Dans les zones touchées, les civils paient un lourd tribut à l'insécurité. Les personnes déplacées ont perdu leurs biens et la plupart d'entre elles comptent sur les ressources limitées des communautés qui les accueillent, elles-mêmes victimes des perturbations occasionnées sur les activités agricoles et d’élevage transhumant au cours des dernières années. Les prix des denrées de base ont également augmenté, avec des hausses de 50 à 100 pour cent rapportées dans certaines zones de l'Etat de Borno.

En juin 2016, 4,6 millions de personnes sont en insécurité alimentaire sévère dans le bassin du Lac Tchad, dont 65 pour cent sont situés dans le nord du Nigeria, en particulier dans les états de Borno et de Yobe. Afin de répondre aux besoins immédiats des communautés hôtes et des personnes déplacées affectées, la FAO fournit une assistance en matière d’agriculture et de moyens d’existence à 92 000 personnes dans le bassin du lac Tchad, et assistera 123 200 personnes dans les mois à venir avec des intrants agricoles essentiels pour les saisons agricoles en cours et à venir.
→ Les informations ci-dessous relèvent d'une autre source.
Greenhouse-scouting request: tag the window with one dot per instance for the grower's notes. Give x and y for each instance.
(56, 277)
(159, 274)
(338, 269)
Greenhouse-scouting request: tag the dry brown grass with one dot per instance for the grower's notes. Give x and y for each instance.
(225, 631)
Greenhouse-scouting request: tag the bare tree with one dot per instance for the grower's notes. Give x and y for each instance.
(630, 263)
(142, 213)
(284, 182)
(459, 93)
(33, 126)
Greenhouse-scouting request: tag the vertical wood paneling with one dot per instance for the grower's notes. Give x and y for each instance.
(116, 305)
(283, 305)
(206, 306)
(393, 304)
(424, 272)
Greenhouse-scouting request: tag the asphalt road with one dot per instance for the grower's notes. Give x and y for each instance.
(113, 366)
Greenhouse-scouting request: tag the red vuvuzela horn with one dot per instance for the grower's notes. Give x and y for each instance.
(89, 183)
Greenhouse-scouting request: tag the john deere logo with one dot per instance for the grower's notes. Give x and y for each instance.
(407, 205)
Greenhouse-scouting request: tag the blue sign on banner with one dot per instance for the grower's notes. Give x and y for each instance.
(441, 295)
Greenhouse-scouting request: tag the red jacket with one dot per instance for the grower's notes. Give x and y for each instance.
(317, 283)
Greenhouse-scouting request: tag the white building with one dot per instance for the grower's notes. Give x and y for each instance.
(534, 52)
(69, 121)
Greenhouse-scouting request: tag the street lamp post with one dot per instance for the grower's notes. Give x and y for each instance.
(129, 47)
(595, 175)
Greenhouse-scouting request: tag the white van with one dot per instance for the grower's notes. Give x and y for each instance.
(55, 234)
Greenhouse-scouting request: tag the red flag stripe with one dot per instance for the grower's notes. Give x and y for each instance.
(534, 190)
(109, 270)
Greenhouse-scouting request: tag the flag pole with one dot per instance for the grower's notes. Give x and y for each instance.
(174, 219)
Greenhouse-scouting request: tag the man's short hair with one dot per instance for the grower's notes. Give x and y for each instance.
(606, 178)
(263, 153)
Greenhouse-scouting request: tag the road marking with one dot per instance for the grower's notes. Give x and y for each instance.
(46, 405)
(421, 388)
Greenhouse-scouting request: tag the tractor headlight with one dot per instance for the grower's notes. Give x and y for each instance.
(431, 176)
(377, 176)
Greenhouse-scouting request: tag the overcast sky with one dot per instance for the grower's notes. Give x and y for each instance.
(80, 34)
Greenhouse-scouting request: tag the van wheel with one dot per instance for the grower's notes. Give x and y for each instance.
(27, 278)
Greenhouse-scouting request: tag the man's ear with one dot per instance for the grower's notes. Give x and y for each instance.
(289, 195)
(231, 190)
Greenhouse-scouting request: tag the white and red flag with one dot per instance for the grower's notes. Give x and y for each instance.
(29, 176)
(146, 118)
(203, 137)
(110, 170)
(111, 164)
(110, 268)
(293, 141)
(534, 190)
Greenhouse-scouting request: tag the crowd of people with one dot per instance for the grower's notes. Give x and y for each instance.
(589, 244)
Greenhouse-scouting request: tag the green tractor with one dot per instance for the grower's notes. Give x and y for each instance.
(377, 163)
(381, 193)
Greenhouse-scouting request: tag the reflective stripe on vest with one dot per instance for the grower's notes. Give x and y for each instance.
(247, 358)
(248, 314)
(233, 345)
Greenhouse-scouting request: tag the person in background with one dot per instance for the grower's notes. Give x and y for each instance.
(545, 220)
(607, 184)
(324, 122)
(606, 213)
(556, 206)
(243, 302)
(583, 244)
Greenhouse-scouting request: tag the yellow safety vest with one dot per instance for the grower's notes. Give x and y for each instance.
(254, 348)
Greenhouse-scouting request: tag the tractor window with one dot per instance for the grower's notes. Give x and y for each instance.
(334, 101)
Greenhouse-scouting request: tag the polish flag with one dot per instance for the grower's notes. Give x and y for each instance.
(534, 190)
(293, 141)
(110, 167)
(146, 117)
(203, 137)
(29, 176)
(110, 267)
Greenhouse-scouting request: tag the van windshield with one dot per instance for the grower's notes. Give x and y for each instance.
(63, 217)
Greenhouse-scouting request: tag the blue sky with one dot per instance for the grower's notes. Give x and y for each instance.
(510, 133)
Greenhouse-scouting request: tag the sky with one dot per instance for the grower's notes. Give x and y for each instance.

Une grande partie des agriculteurs qui recevront des semences n'a pas planter ces deux dernières années en raison de l'insécurité et du manque d'intrants. «Après trois saisons consécutives perdues, les communautés d'accueil et les personnes déplacées reprennent leurs activités agricoles. Les agriculteurs préparent les champs et les communautés hôtes ont même attribué des terres cultivables aux personnes déplacées cette année» a déclaré Rosanne Marchesich, Leader de l’Equipe de réponse et Conseiller stratégique senior de l'Equipe de Gestion du Programme stratégique de la FAO sur la résilience, à son retour d'une mission de terrain de la FAO dans les états de Borno et de Yobe dans le nord du Nigeria.

En outre, la FAO renforce sa présence sur le terrain à travers la mise en place d'un bureau de terrain à Maiduguri, Nord-Est du Nigeria, afin d'assurer un suivi adéquat des interventions. Des efforts accrus sont déployés pour mieux évaluer les besoins actuels et développer des interventions coordonnées, en collaboration avec les autorités nationales et d'autres partenaires. Renforcer le travail de Secteur Sécurité alimentaire à Maiduguri rapprochera les capacités de coordination des opérations dans le Nord-Est.

Cependant, davantage de fonds sont nécessaires pour répondre aux besoins liés à la sécurité alimentaire et aux moyens d’existence à une plus grande échelle. A cette fin, la FAO prépare une stratégie sous-régionale pour mobiliser davantage de ressources et fournir un soutien accru aux communautés vulnérables dans les zones affectées du Cameroun, du Tchad, du Niger et du Nigeria. «La FAO et ses partenaires doivent maintenir la dynamique et bâtir sur les récentes interventions pour accroître l'assistance aux moyens d’existence.» a déclaré Patrick David, Adjoint au Responsable de l'Equipe sous-régionale Résilience pour l'Afrique de l'Ouest/Sahel (REOWA), Analyste régional de sécurité alimentaire. Dans les derniers mois, les forces de sécurité ont repris 22 des 27 zones de gouvernement local (LGA) dans l'Etat de Borno, et 15 de 17 LGAdans l'Etat de Yobe au Nigeria.

La FAO cherche à mobiliser 15 millions de dollars afin d’assister 63 000 familles supplémentaires (soit 504.000 personnes) d'ici la fin de l'année, avec un large éventail d'activités centrées sur l'agriculture et visant à générer rapidement la production de nourriture et de revenus, ainsi qu’à protéger les moyens d’existence.

Bien que la FAO s’engage à répondre aux besoins immédiats liés à l'agriculture et aux moyens d’existence, des investissements à moyen et à long terme seront essentiels pour construire des moyens d’existence résilients et éviter une dépendance à l'aide extérieure sur le long terme. Le soutien aux moyens d’existence, à travers un meilleur accès et une meilleure utilisation des ressources naturelles et économiques, ainsi que des mécanismes de protection sociale à base communautaire, est une étape cruciale vers le développement durable et le renforcement de la paix dans le bassin du lac Tchad.